Most gamers can remember the days of PC shovelware and those console and handheld knock off games that were broken, unplayable or downright hosed your computer, when you could get them to run at all. Those days are long gone, and I was feeling pretty good about how far we’ve come and then…I played
Bombshell. And Death by Game Show. My lucky streak was over.

It’s not entirely my intention to pile on about how bad these two games are. You can read the reviews here and and elsewhere. But for the unaware: Bombshell is a semi-incompetent action RPG, a misguided end-run around a copyright violation, with Duke Nukem re-gendered into a decidedly unfunny female protagonist and featuring a complete absence of the “role playing” part of an RPG. Death by Game Show is an attempt to harness the satiric genius of Mike Judge’s Idiocracy into some sort of arcade/tower defense game — without, of course, the actual participation of a writer with Mr. Judge’s talents or wit.

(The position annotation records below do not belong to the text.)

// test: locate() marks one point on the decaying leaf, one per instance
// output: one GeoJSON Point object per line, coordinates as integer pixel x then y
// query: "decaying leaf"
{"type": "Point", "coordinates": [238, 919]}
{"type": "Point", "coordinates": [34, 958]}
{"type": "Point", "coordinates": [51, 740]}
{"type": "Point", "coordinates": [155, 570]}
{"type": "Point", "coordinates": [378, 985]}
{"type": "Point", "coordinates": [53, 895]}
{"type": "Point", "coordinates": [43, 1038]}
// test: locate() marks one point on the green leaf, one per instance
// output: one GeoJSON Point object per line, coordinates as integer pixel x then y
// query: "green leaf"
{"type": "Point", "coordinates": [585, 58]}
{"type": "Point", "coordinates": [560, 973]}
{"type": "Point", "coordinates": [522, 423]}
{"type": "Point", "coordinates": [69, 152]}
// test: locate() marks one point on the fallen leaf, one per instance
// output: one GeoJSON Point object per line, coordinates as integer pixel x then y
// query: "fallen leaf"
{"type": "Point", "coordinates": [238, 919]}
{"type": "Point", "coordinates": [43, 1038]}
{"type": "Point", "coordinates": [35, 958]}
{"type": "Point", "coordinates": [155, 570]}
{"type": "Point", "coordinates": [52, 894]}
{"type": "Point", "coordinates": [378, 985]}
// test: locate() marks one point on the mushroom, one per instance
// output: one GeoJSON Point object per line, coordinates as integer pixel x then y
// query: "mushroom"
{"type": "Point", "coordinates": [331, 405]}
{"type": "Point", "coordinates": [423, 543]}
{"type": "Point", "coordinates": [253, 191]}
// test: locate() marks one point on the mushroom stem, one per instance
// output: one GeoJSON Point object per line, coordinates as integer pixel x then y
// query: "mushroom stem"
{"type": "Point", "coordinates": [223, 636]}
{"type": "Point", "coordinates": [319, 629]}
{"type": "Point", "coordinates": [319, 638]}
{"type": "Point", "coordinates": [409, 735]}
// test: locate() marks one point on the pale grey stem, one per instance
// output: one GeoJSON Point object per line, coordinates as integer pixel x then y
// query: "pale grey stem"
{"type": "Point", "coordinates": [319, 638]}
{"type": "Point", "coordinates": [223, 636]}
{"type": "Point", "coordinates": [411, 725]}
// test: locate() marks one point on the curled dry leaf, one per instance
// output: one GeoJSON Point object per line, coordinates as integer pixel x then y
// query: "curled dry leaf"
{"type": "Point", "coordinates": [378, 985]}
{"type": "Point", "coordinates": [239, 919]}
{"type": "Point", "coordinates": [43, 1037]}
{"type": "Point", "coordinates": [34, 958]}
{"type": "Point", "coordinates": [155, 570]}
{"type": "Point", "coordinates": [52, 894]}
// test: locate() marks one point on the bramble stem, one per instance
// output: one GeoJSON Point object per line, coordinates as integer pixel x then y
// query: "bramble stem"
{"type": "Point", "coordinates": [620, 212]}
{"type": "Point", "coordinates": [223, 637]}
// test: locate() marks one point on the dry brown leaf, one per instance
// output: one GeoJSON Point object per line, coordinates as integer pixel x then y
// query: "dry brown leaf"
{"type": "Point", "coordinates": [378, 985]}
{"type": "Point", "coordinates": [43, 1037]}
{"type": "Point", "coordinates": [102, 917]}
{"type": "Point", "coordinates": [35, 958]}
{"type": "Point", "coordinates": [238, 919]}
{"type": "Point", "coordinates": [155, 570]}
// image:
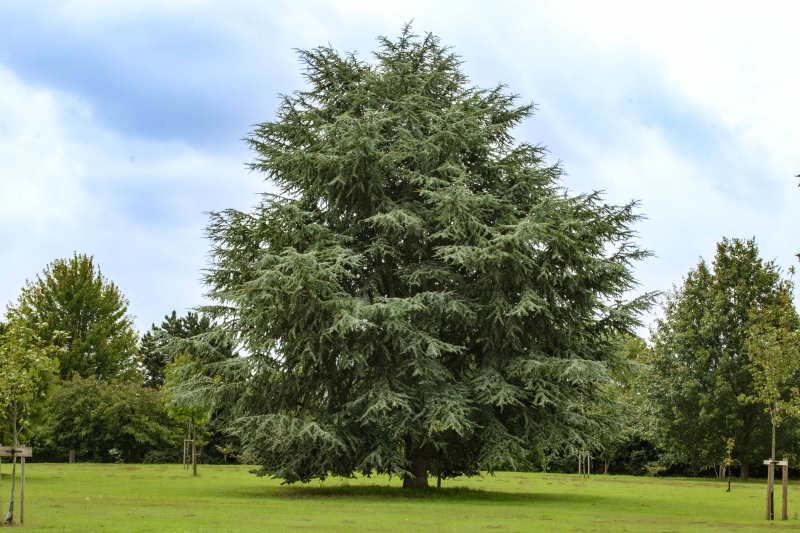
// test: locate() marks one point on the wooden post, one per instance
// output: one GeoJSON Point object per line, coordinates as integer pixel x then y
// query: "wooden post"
{"type": "Point", "coordinates": [785, 502]}
{"type": "Point", "coordinates": [22, 452]}
{"type": "Point", "coordinates": [770, 487]}
{"type": "Point", "coordinates": [22, 493]}
{"type": "Point", "coordinates": [770, 512]}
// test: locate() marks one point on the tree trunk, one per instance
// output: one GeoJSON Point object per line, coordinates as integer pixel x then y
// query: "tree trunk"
{"type": "Point", "coordinates": [194, 450]}
{"type": "Point", "coordinates": [10, 516]}
{"type": "Point", "coordinates": [418, 476]}
{"type": "Point", "coordinates": [772, 457]}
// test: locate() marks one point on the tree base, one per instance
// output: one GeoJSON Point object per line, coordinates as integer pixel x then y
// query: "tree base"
{"type": "Point", "coordinates": [418, 477]}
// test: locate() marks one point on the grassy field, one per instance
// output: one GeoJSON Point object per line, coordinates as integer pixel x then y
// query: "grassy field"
{"type": "Point", "coordinates": [155, 498]}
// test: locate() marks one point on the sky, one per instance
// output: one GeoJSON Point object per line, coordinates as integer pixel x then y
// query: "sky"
{"type": "Point", "coordinates": [121, 123]}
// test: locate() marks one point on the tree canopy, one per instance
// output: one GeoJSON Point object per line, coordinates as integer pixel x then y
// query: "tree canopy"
{"type": "Point", "coordinates": [155, 351]}
{"type": "Point", "coordinates": [423, 296]}
{"type": "Point", "coordinates": [701, 389]}
{"type": "Point", "coordinates": [72, 297]}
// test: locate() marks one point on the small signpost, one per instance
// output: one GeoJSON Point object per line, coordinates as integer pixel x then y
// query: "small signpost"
{"type": "Point", "coordinates": [22, 452]}
{"type": "Point", "coordinates": [188, 444]}
{"type": "Point", "coordinates": [770, 511]}
{"type": "Point", "coordinates": [584, 463]}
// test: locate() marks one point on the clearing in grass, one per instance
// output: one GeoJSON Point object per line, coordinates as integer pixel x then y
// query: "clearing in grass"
{"type": "Point", "coordinates": [154, 498]}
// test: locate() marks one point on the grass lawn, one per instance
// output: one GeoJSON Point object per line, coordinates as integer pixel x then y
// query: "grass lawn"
{"type": "Point", "coordinates": [155, 498]}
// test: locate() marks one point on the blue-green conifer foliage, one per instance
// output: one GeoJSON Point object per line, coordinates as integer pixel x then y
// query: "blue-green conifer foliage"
{"type": "Point", "coordinates": [422, 296]}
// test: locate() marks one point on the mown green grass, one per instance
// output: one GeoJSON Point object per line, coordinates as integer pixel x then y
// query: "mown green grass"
{"type": "Point", "coordinates": [156, 498]}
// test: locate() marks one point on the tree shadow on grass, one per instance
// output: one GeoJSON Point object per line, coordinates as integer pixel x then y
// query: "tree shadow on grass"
{"type": "Point", "coordinates": [378, 492]}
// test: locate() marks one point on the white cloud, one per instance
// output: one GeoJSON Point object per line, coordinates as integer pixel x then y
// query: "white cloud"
{"type": "Point", "coordinates": [69, 185]}
{"type": "Point", "coordinates": [690, 107]}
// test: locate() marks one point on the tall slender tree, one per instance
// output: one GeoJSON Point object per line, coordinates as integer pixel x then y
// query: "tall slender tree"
{"type": "Point", "coordinates": [72, 296]}
{"type": "Point", "coordinates": [26, 368]}
{"type": "Point", "coordinates": [423, 296]}
{"type": "Point", "coordinates": [701, 387]}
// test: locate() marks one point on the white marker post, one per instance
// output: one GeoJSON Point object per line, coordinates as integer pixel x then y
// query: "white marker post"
{"type": "Point", "coordinates": [770, 514]}
{"type": "Point", "coordinates": [22, 452]}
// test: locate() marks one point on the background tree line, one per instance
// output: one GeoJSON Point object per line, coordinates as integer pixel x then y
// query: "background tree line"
{"type": "Point", "coordinates": [103, 394]}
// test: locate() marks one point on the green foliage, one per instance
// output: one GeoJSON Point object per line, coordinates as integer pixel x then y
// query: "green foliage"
{"type": "Point", "coordinates": [72, 296]}
{"type": "Point", "coordinates": [154, 347]}
{"type": "Point", "coordinates": [773, 342]}
{"type": "Point", "coordinates": [106, 421]}
{"type": "Point", "coordinates": [27, 366]}
{"type": "Point", "coordinates": [423, 295]}
{"type": "Point", "coordinates": [700, 383]}
{"type": "Point", "coordinates": [624, 404]}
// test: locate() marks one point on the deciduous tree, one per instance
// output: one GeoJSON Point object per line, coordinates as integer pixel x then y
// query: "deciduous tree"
{"type": "Point", "coordinates": [26, 369]}
{"type": "Point", "coordinates": [700, 385]}
{"type": "Point", "coordinates": [72, 296]}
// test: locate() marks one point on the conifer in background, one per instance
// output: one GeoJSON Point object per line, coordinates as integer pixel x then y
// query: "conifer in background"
{"type": "Point", "coordinates": [423, 296]}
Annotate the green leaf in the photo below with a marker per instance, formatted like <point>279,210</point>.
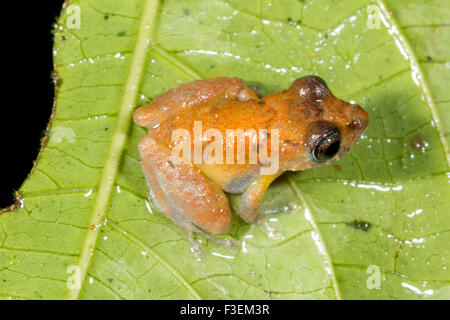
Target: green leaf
<point>385,206</point>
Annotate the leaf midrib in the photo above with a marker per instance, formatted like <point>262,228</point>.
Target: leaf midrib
<point>118,139</point>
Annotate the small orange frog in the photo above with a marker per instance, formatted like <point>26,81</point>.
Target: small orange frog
<point>314,129</point>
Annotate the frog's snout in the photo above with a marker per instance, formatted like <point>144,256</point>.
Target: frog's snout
<point>360,118</point>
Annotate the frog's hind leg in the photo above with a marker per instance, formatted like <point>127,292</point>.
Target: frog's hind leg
<point>249,209</point>
<point>182,192</point>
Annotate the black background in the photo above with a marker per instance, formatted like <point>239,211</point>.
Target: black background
<point>27,87</point>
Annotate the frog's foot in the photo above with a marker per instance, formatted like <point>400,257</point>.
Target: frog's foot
<point>191,229</point>
<point>181,192</point>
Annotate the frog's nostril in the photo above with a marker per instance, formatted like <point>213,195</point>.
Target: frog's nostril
<point>356,124</point>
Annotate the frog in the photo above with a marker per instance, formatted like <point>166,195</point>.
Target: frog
<point>314,129</point>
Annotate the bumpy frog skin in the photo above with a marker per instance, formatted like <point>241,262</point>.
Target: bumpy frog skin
<point>315,129</point>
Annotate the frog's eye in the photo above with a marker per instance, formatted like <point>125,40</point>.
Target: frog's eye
<point>324,141</point>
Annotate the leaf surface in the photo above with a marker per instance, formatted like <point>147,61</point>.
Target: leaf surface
<point>383,207</point>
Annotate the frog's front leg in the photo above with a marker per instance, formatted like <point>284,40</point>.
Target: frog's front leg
<point>182,192</point>
<point>189,95</point>
<point>249,209</point>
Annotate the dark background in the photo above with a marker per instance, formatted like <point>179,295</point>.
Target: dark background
<point>27,87</point>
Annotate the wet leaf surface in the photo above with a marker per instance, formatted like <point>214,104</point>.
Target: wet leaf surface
<point>383,207</point>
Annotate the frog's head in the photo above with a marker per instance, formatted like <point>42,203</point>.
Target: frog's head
<point>333,126</point>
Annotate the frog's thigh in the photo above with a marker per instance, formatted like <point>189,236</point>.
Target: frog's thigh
<point>190,196</point>
<point>249,209</point>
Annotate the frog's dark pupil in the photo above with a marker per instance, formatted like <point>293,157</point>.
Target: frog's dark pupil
<point>327,146</point>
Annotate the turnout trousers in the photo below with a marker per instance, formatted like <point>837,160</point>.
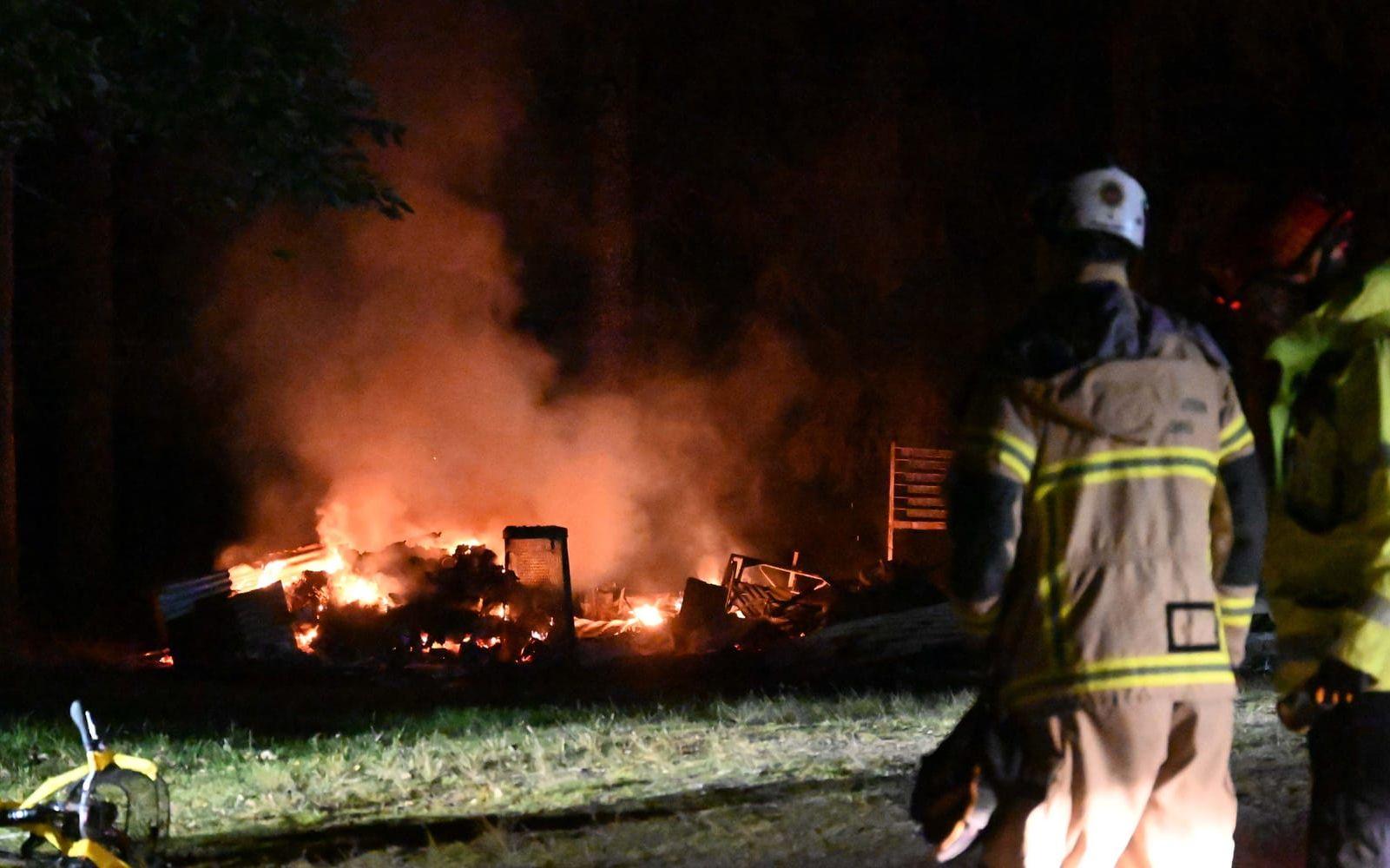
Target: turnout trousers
<point>1122,782</point>
<point>1348,823</point>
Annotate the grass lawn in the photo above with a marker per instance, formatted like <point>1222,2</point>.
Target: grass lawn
<point>779,779</point>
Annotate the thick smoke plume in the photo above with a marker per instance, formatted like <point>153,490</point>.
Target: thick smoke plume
<point>379,360</point>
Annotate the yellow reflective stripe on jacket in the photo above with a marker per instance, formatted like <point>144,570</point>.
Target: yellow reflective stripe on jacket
<point>1123,673</point>
<point>1006,449</point>
<point>1236,611</point>
<point>1149,463</point>
<point>1237,439</point>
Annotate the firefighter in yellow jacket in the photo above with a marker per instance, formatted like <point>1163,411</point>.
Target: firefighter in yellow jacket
<point>1327,571</point>
<point>1100,449</point>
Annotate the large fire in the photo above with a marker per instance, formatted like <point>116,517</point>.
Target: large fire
<point>431,595</point>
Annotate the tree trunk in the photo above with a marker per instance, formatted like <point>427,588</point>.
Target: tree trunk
<point>9,486</point>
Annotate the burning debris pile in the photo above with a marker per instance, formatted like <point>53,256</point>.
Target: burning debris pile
<point>455,603</point>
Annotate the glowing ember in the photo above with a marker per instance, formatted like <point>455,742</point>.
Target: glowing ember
<point>359,590</point>
<point>305,635</point>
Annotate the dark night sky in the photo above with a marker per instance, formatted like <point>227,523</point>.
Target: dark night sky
<point>853,174</point>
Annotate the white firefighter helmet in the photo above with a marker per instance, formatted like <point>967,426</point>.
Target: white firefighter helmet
<point>1105,201</point>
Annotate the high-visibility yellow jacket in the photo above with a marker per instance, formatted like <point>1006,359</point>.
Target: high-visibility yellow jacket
<point>1103,450</point>
<point>1327,573</point>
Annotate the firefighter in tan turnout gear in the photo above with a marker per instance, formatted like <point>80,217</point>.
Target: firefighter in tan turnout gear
<point>1098,450</point>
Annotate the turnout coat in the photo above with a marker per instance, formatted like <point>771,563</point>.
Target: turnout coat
<point>1107,509</point>
<point>1329,557</point>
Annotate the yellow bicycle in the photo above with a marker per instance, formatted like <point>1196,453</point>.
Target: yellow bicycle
<point>111,812</point>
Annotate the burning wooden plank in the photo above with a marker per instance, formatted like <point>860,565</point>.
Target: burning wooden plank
<point>539,557</point>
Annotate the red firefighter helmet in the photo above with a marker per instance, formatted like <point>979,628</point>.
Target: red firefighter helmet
<point>1276,247</point>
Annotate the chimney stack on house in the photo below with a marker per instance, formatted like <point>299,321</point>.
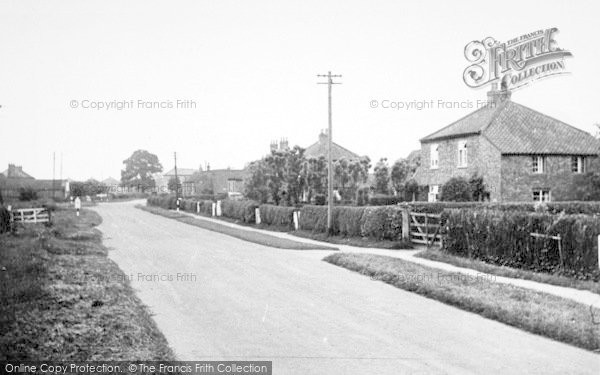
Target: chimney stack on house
<point>496,96</point>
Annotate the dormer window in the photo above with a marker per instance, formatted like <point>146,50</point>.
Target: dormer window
<point>434,157</point>
<point>462,154</point>
<point>538,163</point>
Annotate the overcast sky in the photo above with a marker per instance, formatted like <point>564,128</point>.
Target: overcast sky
<point>250,67</point>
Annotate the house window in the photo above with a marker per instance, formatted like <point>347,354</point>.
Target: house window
<point>434,156</point>
<point>462,154</point>
<point>538,164</point>
<point>433,193</point>
<point>577,164</point>
<point>541,195</point>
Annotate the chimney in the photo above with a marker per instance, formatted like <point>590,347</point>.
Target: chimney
<point>323,137</point>
<point>496,96</point>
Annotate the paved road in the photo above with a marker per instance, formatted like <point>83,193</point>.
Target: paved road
<point>309,317</point>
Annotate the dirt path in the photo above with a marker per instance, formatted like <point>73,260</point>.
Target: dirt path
<point>309,317</point>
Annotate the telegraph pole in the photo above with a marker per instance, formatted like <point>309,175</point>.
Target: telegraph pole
<point>176,180</point>
<point>329,83</point>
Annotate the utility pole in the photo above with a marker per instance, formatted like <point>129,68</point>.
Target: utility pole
<point>176,180</point>
<point>329,83</point>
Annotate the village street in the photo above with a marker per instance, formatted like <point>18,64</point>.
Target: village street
<point>219,298</point>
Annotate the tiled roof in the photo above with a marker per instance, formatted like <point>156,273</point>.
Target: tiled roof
<point>338,152</point>
<point>181,172</point>
<point>516,129</point>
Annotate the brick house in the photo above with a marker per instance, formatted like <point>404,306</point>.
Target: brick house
<point>522,155</point>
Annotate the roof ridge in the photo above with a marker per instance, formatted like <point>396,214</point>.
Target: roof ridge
<point>553,118</point>
<point>453,123</point>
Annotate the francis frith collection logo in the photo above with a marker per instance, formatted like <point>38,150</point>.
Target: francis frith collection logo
<point>514,63</point>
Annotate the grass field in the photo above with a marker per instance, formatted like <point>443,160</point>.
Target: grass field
<point>515,273</point>
<point>63,299</point>
<point>246,235</point>
<point>543,314</point>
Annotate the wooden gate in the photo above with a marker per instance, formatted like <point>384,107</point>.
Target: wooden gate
<point>426,229</point>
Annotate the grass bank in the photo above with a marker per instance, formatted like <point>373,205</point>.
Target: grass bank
<point>63,299</point>
<point>543,314</point>
<point>515,273</point>
<point>246,235</point>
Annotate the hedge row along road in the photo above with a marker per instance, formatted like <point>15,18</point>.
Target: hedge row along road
<point>309,317</point>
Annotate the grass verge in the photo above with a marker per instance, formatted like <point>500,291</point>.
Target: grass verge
<point>543,314</point>
<point>246,235</point>
<point>515,273</point>
<point>64,300</point>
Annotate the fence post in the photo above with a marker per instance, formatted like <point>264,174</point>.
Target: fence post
<point>405,224</point>
<point>296,217</point>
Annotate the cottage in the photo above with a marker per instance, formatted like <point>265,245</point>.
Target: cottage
<point>522,155</point>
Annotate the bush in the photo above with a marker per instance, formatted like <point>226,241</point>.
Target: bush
<point>382,222</point>
<point>277,215</point>
<point>504,238</point>
<point>385,200</point>
<point>457,189</point>
<point>239,210</point>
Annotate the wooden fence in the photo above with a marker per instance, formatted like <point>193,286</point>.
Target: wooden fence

Both Bombshell and Death by Game Show fall absolutely flat when it comes to humor, and it might be useful to think about why. In the case of Bombshell, the developers attempted to channel the spirit of Duke Nukem into their female protagonist, simply by replacing Duke’s crass misogyny and irreverent one-liners into jokes about PMS and tampons. Even if they hadn’t been delivered with such a lifeless and dispassionate lack of conviction, the lines would have fallen flat. Look: Duke’s attitude and profanity were surprising and challenging in 1991 — that’s a quarter of a century ago, folks — but we’re so immune to the impact of profanity, sexual innuendo or crude language that Bombshell’s attempts just come across as sad. What a wasted opportunity to create a new, interesting, and viable female action lead.


Death by Game Show, on the other hand, neglects to understand that humor requires context, and satire and irony are especially slippery eels. Idiocracy was not a great film, but it was more than a collection of one-liners and sight gags. It had an over-arching premise and a certain juvenile audacity. Death by Game Show has a premise (largely cribbed from the film) and a lot of random text, jokes, and signs. The actual gameplay mechanics aren’t great, but the visual and verbal clutter around them make the game even less enjoyable. It’s been a cliche for decades to remind developers to hire actual writers and this has to be particularly true in games that depend on humor.

So, my lucky streak ended, but there’s hope. The very next game I picked up: DarkMaus, a re-imagining of the Dark Souls mechanics into a top down action game. It just might be the best Dark Souls game since Dark Souls. I’m officially optimistic again.